True Confessions is a 1981 American neo-noir[3] crime drama film directed by Ulu Grosbard and starring Robert De Niro and Robert Duvall as the brothers Spellacy, a priest and police detective. Produced by Chartoff-Winkler Productions, it is adapted from the novel of the same name by John Gregory Dunne, loosely based on the Black Dahlia murder case of 1947. Dunne wrote the screenplay with his wife, novelist Joan Didion. The film was released on September 25, 1981, receiving generally positive reviews from critics.

Plot[edit]

In 1948, Rev. Desmond Spellacy is a young Roman Catholic monsignor in the Los Angeles archdiocese. His older brother Tom is a homicide detective with the Los Angeles Police Department.

Des is known for his skill at developing church projects while keeping down costs. He sometimes cuts a corner, overlooking the shady side of construction mogul Jack Amsterdam, a lay Catholic who uses his ties to Des for the congregation's benefit but mainly for his own.

One day in Los Angeles, Lois Fazenda, a young woman, is found murdered, her body cut in two in a vacant lot. Tom and his partner, Frank Crotty, are put in charge of the case. Fazenda is labeled "the Virgin Tramp" by the press for apparently being both a Catholic and a prostitute, turning it into a sensational case.

Tom's investigation leads him to Brenda Samuels, a madam. Tom was acquainted with Brenda years earlier while working as a bagman for Amsterdam, whose corruption extends to the local prostitution ring.

Brenda called the police to report the death of a Catholic priest while he was having sex with one of her prostitutes. While there, Brenda reproaches Tom for doing nothing for her while she was sent to prison for running one of Jack's whorehouses. Tom later believes Fazenda appeared in a stag film and obtains a copy. He and Frank notice that one of the girls in the movie was present at Brenda's brothel on the day they came to retrieve the philandering priest.

Tom now wants Brenda's help in tracking down the girl who made the movie with Fazenda. Frank spots the girl days later being taken into the jail entrance after a roundup. They learn that Fazenda was a favorite of Standard, a porno movie director, because of her tattoo. Standard did his filming in a deserted army post in the foothills outside Los Angeles.

At lunch with his brother, Tom provokes Amsterdam with secret facts about Amsterdam's dark side, which makes the Monsignor uncomfortable. Des tells the Cardinal the time has come to cut church ties with Amsterdam for good.

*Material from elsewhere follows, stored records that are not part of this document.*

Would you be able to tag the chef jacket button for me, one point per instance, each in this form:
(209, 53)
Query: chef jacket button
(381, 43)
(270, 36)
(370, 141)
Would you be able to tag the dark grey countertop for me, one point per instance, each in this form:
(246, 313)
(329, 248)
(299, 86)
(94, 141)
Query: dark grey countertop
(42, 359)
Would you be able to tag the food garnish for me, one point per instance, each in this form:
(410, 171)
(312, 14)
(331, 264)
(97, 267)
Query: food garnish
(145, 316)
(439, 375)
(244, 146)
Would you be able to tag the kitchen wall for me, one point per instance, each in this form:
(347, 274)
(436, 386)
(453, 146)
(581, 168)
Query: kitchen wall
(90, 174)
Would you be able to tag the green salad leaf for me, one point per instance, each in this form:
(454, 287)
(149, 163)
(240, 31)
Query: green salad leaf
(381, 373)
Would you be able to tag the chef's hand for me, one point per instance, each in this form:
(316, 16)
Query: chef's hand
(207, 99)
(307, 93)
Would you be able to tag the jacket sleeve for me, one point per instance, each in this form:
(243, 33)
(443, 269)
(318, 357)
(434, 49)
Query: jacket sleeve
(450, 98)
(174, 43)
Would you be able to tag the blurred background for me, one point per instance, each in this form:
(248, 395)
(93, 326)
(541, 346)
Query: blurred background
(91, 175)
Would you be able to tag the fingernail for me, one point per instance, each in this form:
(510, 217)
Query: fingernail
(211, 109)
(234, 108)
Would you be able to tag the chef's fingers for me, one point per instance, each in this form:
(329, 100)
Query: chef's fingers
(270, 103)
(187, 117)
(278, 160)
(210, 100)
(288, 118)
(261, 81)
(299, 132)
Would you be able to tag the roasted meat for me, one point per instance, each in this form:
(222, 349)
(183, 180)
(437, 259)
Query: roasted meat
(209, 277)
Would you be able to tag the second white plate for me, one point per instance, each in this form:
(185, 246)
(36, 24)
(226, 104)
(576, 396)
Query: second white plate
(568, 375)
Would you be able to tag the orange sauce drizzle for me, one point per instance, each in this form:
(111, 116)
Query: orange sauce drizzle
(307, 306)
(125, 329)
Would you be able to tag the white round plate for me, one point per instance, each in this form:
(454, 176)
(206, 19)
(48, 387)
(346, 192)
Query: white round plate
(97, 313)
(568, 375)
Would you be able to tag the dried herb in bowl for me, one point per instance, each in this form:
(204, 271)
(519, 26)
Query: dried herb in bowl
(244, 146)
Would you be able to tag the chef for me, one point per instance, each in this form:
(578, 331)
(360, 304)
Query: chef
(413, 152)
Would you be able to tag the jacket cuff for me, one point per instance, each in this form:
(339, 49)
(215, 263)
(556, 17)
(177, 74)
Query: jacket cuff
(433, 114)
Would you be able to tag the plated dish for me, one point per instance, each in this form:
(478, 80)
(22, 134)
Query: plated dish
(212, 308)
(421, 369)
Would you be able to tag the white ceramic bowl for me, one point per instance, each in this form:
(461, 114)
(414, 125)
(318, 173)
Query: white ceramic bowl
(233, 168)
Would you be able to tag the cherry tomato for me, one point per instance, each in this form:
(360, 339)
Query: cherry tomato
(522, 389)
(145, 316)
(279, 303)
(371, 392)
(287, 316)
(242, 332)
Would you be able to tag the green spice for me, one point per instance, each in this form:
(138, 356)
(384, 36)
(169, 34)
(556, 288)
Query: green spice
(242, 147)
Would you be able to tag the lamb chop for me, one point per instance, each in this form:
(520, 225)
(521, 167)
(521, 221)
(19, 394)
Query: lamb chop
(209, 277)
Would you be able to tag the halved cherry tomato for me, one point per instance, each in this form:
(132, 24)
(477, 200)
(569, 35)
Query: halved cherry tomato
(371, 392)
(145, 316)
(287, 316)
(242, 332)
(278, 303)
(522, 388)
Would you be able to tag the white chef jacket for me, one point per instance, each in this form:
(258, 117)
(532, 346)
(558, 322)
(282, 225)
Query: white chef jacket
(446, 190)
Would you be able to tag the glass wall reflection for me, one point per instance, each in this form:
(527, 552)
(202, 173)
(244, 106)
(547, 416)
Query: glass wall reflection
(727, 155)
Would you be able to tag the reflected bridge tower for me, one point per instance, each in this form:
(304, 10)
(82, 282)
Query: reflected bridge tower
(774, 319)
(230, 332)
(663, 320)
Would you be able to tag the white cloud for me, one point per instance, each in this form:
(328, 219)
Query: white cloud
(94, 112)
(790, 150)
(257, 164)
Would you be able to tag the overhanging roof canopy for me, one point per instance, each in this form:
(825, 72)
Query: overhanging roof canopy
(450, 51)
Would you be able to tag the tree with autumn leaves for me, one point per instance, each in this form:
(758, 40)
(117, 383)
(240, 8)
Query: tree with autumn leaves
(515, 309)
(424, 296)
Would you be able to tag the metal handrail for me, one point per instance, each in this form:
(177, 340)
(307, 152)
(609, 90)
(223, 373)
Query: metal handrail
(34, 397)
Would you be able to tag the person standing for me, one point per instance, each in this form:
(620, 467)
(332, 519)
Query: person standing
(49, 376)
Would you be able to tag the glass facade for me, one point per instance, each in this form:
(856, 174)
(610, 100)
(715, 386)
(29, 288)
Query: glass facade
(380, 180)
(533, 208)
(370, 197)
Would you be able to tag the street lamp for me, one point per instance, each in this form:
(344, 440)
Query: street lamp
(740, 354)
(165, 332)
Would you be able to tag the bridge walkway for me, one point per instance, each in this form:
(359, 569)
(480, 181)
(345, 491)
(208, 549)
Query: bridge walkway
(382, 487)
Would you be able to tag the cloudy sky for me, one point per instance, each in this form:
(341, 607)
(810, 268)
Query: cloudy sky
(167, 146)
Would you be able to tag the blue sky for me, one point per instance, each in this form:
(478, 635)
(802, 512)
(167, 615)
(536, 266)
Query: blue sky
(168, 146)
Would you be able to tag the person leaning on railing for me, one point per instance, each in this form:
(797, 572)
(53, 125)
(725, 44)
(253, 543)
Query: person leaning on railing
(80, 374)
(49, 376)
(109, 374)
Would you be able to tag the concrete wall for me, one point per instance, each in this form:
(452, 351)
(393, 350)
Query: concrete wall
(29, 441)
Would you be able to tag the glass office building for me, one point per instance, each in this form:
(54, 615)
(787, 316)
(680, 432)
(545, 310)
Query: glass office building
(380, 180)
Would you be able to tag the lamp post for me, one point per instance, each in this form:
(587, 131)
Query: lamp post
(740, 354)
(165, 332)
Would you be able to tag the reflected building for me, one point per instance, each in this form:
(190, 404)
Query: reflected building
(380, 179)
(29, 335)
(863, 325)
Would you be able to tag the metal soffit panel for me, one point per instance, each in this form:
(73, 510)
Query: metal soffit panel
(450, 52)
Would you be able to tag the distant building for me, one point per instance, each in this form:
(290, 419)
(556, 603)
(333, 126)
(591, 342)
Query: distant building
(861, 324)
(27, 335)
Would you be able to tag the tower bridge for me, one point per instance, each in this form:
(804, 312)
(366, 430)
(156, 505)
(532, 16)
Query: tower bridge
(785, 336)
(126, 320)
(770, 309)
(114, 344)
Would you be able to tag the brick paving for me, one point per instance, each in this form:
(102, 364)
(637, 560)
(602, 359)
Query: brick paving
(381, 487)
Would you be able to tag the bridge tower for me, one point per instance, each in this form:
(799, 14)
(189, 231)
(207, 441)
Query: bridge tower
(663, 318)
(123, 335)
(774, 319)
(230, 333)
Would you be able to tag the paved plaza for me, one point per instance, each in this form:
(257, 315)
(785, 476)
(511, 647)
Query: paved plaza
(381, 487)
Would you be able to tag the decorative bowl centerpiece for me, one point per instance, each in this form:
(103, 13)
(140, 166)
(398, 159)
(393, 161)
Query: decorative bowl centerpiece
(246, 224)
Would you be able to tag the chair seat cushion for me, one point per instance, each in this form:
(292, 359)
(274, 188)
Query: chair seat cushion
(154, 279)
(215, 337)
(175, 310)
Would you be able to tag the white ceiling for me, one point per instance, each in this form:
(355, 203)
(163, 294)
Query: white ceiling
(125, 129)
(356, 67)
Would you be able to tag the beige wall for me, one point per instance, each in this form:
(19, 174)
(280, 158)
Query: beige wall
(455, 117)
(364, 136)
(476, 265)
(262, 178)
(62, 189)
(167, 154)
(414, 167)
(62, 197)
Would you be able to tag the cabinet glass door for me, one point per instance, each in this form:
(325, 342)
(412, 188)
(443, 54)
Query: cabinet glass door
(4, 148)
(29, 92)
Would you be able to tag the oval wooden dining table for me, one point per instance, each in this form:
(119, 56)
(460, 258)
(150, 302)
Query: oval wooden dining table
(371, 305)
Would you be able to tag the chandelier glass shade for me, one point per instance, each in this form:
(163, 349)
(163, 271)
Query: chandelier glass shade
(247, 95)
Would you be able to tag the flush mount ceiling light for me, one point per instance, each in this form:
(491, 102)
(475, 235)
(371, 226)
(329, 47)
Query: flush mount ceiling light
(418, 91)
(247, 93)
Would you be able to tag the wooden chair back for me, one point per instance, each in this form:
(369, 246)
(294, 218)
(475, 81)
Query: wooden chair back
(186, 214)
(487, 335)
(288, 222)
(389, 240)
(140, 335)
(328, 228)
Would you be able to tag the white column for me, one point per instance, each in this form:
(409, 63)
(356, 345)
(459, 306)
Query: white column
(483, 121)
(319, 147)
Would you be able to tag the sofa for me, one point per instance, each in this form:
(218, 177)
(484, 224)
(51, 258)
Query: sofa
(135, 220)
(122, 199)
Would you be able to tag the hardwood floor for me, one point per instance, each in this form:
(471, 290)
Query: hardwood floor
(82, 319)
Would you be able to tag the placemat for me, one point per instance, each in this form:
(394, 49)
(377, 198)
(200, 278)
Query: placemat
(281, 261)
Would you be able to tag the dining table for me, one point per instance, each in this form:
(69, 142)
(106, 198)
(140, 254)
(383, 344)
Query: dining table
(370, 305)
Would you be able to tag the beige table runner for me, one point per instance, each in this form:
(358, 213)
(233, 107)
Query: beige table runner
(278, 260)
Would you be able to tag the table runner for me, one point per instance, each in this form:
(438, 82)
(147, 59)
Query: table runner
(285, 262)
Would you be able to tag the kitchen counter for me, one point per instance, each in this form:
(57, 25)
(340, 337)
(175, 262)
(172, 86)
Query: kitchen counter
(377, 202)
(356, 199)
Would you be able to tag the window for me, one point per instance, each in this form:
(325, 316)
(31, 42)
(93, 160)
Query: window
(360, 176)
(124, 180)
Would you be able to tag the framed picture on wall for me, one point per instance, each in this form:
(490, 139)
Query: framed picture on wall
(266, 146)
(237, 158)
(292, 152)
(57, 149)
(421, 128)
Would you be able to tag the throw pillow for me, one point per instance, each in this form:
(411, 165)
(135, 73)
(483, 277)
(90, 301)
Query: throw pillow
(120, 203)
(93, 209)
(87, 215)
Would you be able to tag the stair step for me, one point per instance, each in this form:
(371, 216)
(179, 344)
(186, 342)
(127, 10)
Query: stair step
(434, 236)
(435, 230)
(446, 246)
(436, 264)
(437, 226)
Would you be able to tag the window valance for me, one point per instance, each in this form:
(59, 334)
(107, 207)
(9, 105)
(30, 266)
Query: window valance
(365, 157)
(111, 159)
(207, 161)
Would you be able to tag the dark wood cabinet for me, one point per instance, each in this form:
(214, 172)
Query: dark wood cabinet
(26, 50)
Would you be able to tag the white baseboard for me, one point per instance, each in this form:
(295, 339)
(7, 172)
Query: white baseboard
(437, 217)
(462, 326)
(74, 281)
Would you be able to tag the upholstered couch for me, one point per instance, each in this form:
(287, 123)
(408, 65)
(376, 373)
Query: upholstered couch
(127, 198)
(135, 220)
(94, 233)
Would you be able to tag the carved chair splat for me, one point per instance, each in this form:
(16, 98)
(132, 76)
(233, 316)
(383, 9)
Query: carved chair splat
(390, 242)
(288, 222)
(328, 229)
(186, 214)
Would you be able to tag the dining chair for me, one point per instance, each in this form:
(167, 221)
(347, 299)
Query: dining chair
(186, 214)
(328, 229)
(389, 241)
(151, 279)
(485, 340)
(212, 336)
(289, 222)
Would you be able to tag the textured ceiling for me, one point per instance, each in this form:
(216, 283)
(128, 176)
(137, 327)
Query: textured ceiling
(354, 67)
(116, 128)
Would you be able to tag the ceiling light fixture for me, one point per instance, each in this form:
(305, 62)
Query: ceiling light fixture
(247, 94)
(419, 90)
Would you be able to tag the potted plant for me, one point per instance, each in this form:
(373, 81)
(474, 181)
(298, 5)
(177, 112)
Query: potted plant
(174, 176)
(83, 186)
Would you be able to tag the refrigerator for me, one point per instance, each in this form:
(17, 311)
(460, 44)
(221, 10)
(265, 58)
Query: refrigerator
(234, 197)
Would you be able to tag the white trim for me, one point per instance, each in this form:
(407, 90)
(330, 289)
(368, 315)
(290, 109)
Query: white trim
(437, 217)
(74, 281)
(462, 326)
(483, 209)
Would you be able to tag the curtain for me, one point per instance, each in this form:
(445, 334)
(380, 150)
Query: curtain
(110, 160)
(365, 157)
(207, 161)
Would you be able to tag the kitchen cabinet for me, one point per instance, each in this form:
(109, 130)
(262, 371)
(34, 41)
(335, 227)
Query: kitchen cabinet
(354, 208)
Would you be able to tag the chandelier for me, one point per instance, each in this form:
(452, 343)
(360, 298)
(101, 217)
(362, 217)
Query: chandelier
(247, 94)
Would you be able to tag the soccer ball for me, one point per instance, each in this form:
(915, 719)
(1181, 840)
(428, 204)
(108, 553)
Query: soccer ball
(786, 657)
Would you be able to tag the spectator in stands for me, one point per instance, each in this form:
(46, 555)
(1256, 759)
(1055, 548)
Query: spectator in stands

Des discusses "getting rid of Jack" with his cronies who remind him that such a thing would not be easily done. Sonny, a corrupt city council member and mortician, proposes that they give Jack a salutation dinner.

Tom Spellacy's anger builds as his brother organizes a Catholic "layman of the year" banquet for Amsterdam as a gesture of appreciation before ending the church's relationship with him. Tom walks up to Amsterdam at the banquet and pulls off his sash while shouting: "Were you wearing this when you were banging Lois Fazenda?" Jack attacks Tom and they scream obscenities at each other.

Tom goes to Standard's "studio" and finds the floor and a bathtub covered with dried blood. He also finds Chinese food, which the medical examiner doing the autopsy had found in her stomach. Tom and Frank go looking for Standard but learn that he had been killed in a car accident twelve hours after the murder.

Tom wants to drag in Amsterdam for questioning simply to humiliate him in public but Frank talks him out of it. Tom starts digging around and discovers that Fazenda had been having sex with several community leaders.

Amsterdam's lawyer, Dan Campion, warns the Monsignor that Tom had better lay off unless they want it revealed publicly that Des, too, knew Fazenda. She met Des only once in passing, whereas she had a sexual relationship with both Amsterdam and Campion. But the simple fact that Des had any kind of involvement in such a lurid case could permanently stain his reputation with the church.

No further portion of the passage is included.